To evaluate your synthetic relational data, configure the Benchmark class with your desired metrics and run the evaluation pipeline:

from syntherela.benchmark import Benchmark
from syntherela.metrics.single_column.statistical import ChiSquareTest
from syntherela.metrics.single_table.distance import MaximumMeanDiscrepancy
from syntherela.metrics.multi_table.statistical import CardinalityShapeSimilarity
from syntherela.metrics.multi_table.detection import AggregationDetection
from xgboost import XGBClassifier

# Initialize the benchmark with specific metrics
benchmark = Benchmark(
    real_data_dir="path/to/real_data",
    synthetic_data_dir="path/to/synthetic_data",
    results_dir="results",
    single_column_metrics=[ChiSquareTest()],
    single_table_metrics=[MaximumMeanDiscrepancy()],
    multi_table_metrics=[
        CardinalityShapeSimilarity(),
        AggregationDetection(classifier_cls=XGBClassifier, random_state=42)
    ],
    datasets=["your_dataset_name"],
    methods=["your_method_name"]
)

# Execute evaluation
benchmark.run()

Examples

We provide example notebooks to help you get started with syntherela in the examples/ directory.

Replicating the paper's results

For detailed instructions on how to replicate the paper's results, please refer to docs/REPLICATING_RESULTS.md.

Adding a new metric

The documentation for adding a new metric can be found in docs/ADDING_A_METRIC.md.

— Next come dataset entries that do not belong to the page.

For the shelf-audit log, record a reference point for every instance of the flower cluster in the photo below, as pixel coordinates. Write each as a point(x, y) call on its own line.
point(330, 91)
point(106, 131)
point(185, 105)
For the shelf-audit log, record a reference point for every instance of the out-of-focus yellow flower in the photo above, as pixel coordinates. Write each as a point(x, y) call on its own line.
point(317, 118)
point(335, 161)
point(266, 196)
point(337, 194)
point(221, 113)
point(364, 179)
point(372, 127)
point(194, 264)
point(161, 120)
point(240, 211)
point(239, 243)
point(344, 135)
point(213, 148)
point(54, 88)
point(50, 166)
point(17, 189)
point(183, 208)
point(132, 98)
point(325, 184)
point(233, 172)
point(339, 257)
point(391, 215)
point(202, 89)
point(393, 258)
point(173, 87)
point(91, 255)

* Denotes the method does not have a public implementation available.

🏆 Leaderboard Submission

We maintain an official leaderboard to benchmark synthetic relational data generation methods. To ensure fairness and reproducibility, all evaluations are performed by the SyntheRela maintainers on standardized hardware.

Evaluation Overview

Feature Specification
Compute Single NVIDIA H100 (80GB)
Time Limit 48 hours execution time per dataset
Submission Frequency 1 submission per 30-day period
Capacity Up to 2 model variants/checkpoints per submission

How to Submit

  1. Prepare your code: Ensure your method is reproducible and includes a clear README and requirements.txt.
  2. Open an Issue: Create a new GitHub Issue using the title prefix [Model Submission].

For the complete requirements regarding environment setup, logging, and our privacy/confidentiality policy, please refer to our Full Submission Guidelines.

Conflicts of Interest

The authors declare no conflict of interest and are not associated with any of the evaluated commercial synthetic data providers.

Citation

If you use SyntheRela in your work, please cite our paper:

@inproceedings{
    iclrsyntheticdata2025syntherela,
    title={SyntheRela: A Benchmark For Synthetic Relational Database Generation},
    author={Martin Jurkovic and Valter Hudovernik and Erik {\v{S}}trumbelj},
    booktitle={Will Synthetic Data Finally Solve the Data Access Problem?},
    year={2025},
    url={https://openreview.net/forum?id=ZfQofWYn6n}
}

License

This project is licensed under the MIT License.